It's tough to predict how financial reporting, particularly earnings quality, would change in the United States if the Securities and Exchange Commission were to adopt international accounting rules, but a recent academic study makes an attempt – and reaches a conclusion that surprises even the authors.

Three accounting professors at the University of Windsor and the University of Auckland examined the impact of adoption of International Financial Reporting Standards on earnings quality among companies located in IFRS-reporting countries with listings in U.S. capital markets. The study looked at indicators of earnings quality to see how they might be affected by an adoption of IFRS. The American Accounting Association published the article, titled How Would the Mandatory Adoption of IFRS Affect the Earnings Quality of U.S. Firms? Evidence from Cross-Listed Firms in the U.S. and authored by Jerry Sun, Steven Cahan, and David Emmanuel.

The professors chose the IFRS-adopting companies to serve as surrogates for U.S. companies because they transitioned to IFRS under a mandatory adoption at some point during the sample period, and earlier research has shown that earnings for cross-listed companies are influenced by U.S. Generally Accepted Accounting Principles, even if those companies follow a different domestic accounting standard. They matched those companies to U.S. companies using sophisticated data analysis to separate the effect of IFRS adoption from other events that might affect reporting.

The study looked at five indicators of earnings quality, including discretionary accruals, target beating, earnings persistence, timely loss recognition, and the earnings response coefficient.
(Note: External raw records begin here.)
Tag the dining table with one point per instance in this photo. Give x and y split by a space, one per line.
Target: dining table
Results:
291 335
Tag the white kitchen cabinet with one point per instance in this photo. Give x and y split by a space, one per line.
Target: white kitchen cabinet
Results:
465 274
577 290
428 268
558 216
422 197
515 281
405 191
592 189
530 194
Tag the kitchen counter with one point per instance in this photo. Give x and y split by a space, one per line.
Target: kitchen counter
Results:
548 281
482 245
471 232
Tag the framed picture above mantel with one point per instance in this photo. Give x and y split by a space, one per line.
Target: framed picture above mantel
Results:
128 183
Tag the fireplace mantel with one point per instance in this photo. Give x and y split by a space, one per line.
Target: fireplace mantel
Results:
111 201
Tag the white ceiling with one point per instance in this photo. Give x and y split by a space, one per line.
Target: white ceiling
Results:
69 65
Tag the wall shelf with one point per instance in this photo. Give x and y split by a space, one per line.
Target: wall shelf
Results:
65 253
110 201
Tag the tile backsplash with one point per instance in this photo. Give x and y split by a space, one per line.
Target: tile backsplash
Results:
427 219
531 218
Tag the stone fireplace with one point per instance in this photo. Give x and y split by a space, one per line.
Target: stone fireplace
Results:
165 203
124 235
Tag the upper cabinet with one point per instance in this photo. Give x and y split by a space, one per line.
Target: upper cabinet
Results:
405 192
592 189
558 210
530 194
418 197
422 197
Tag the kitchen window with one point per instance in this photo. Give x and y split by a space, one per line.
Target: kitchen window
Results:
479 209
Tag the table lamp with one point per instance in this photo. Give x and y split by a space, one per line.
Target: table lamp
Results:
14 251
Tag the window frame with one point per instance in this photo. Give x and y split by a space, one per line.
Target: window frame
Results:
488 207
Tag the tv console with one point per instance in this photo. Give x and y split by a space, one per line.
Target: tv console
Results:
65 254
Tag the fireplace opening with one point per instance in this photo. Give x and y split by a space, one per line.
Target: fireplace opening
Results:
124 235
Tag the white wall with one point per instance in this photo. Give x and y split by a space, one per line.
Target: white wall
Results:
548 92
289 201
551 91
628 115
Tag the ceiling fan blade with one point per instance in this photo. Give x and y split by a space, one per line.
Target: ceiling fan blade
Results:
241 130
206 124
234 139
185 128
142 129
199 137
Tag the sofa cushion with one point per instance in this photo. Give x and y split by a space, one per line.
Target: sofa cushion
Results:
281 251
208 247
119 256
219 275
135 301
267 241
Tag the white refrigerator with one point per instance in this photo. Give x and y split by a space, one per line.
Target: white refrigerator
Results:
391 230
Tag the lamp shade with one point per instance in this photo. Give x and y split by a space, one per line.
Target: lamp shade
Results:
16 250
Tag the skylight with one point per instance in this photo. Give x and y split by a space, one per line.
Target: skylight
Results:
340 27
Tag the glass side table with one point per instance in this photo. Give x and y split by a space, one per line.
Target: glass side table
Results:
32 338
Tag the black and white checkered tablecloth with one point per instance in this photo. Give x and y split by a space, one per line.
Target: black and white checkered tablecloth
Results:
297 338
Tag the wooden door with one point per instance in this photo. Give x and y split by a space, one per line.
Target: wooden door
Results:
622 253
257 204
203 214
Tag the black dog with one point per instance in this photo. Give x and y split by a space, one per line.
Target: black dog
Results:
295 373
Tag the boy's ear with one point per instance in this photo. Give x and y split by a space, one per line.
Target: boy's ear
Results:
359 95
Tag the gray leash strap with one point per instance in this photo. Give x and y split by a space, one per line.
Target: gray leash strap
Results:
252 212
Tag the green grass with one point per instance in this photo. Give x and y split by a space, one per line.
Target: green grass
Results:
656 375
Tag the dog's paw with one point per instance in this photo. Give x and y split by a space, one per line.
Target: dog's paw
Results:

For three of those indicators, the authors found no difference in earnings quality before and after the adoption of IFRS. But for two indicators, incidence of small positive earnings and earnings persistence, the study found compelling, consistent evidence that earnings quality improved after adopting IFRS. “Our results indicate that IFRS could improve earnings quality if U.S. firms adopted IFRS by reducing target beating and increasing earnings persistence,” the authors wrote. “These results are slightly surprising, since the U.S. is thought to have high-quality standards that leave little room for improvement.”

The SEC was expected to decide in 2011 whether, when and how the United States would transition to IFRS, but has delayed the decision at least a few months into 2012. The authors expect the results of their work to be of interest to the SEC, even as they acknowledge limitations. “We have not attempted to quantify the benefits of improved earnings quality,” they wrote. “We have not considered any possible benefits for U.S. firms associated with convergence, (and) we have not considered the cost of adopting IFRS for U.S. firms.”